Massimo Audiello is pleased to announce Rivers of the Same Mountain, Jason Karolak’s first solo exhibition in New York.
For this exhibition, Jason Karolak presents new oil paintings in both large and small formats. Although no two paintings are exactly alike in measurement, his recent work has gravitated toward two distinct sizes—one large and physically engaging for the viewer, the other small and intimate in proximity. The abstract images are bold and painterly, giving us the sense that these paintings are the consummated happenings of a rigorous studio practice. Karolak’s painted forms seem to teeter between becoming and dissolving as they are built up in a kind of cathartic momentum.

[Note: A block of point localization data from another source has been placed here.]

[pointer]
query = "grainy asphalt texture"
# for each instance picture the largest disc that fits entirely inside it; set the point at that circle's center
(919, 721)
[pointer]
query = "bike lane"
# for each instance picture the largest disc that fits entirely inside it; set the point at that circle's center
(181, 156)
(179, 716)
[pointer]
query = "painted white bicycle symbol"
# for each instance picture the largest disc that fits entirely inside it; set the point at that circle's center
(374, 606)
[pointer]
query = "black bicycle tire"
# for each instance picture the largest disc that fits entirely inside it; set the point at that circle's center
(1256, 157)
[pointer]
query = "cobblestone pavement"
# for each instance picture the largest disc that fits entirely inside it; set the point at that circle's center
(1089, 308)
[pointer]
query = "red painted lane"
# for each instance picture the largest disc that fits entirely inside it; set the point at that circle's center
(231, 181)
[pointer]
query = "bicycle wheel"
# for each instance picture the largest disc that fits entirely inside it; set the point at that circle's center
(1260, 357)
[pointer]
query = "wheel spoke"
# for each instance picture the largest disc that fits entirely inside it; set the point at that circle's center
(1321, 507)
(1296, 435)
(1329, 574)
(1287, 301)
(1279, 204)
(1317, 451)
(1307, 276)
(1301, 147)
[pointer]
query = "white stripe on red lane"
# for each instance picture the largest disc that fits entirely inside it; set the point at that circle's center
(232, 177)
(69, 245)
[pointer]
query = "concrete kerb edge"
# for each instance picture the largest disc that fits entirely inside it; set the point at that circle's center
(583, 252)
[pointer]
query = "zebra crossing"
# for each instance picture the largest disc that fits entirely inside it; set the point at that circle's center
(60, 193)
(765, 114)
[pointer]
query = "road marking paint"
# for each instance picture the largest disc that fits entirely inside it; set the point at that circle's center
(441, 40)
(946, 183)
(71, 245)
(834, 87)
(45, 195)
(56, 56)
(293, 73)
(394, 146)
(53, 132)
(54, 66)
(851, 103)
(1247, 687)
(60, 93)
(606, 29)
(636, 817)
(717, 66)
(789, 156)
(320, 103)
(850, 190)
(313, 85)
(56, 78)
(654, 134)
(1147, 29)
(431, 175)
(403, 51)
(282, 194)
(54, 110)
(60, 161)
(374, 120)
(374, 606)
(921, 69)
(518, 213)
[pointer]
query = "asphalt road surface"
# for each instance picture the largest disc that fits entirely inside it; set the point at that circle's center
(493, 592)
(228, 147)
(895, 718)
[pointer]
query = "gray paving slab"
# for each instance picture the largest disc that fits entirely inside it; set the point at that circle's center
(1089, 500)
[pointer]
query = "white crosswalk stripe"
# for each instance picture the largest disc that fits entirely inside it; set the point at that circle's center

When asked about the recent work, Karolak responded, “The work is consumed with the process of painting but I would not say it is ‘about painting.’ Though formal and abstract, the paintings aim at a kind of impurity. I want the visual experience to bleed into the other senses, particularly the auditory and the bodily. I aim to find a kind of image within abstraction, one that comes from my mind and emotions, and that stretches outward to meet the viewer with association and feeling.”
The title of the show, Rivers of the Same Mountain, comes from a passage in Johann von Goethe’s Zur Farbenlehre (Theory of Colors) written in 1810. Though Isaac Newton had already proven much about the hard science of color and light by the end of the 17th Century, Goethe insisted that there was more to it, that color is something that gets perceived and received by human beings. Goethe thought color was emotional and held associations, both biological and cultural. Through his experiments with color perception and his writing on “color meaning,” he proposed a larger theory of connectedness in the universe, one that defied the empirical, scientific reductionism that was taking place in the West. Karolak’s paintings have an affinity with some of Goethe’s notions. Karolak’s colorful paint-forms reach out and open up rather than close down and contain. The notion of the blending of the senses seems active (for example, Synaesthesia is the phenomenon of a melding of sound and sight—hearing color, seeing music). Goethe stated that color and sound are not the same but very similar. “They are like two rivers which have their source in one and the same mountain…”
Karolak received his BFA from Pratt Institute in 1997 and his MFA from the School of the Art Institute of Chicago in 2006. Recent exhibition venues include Rowland Contemporary, Devening Projects, McCormick Gallery, and the Next Fair.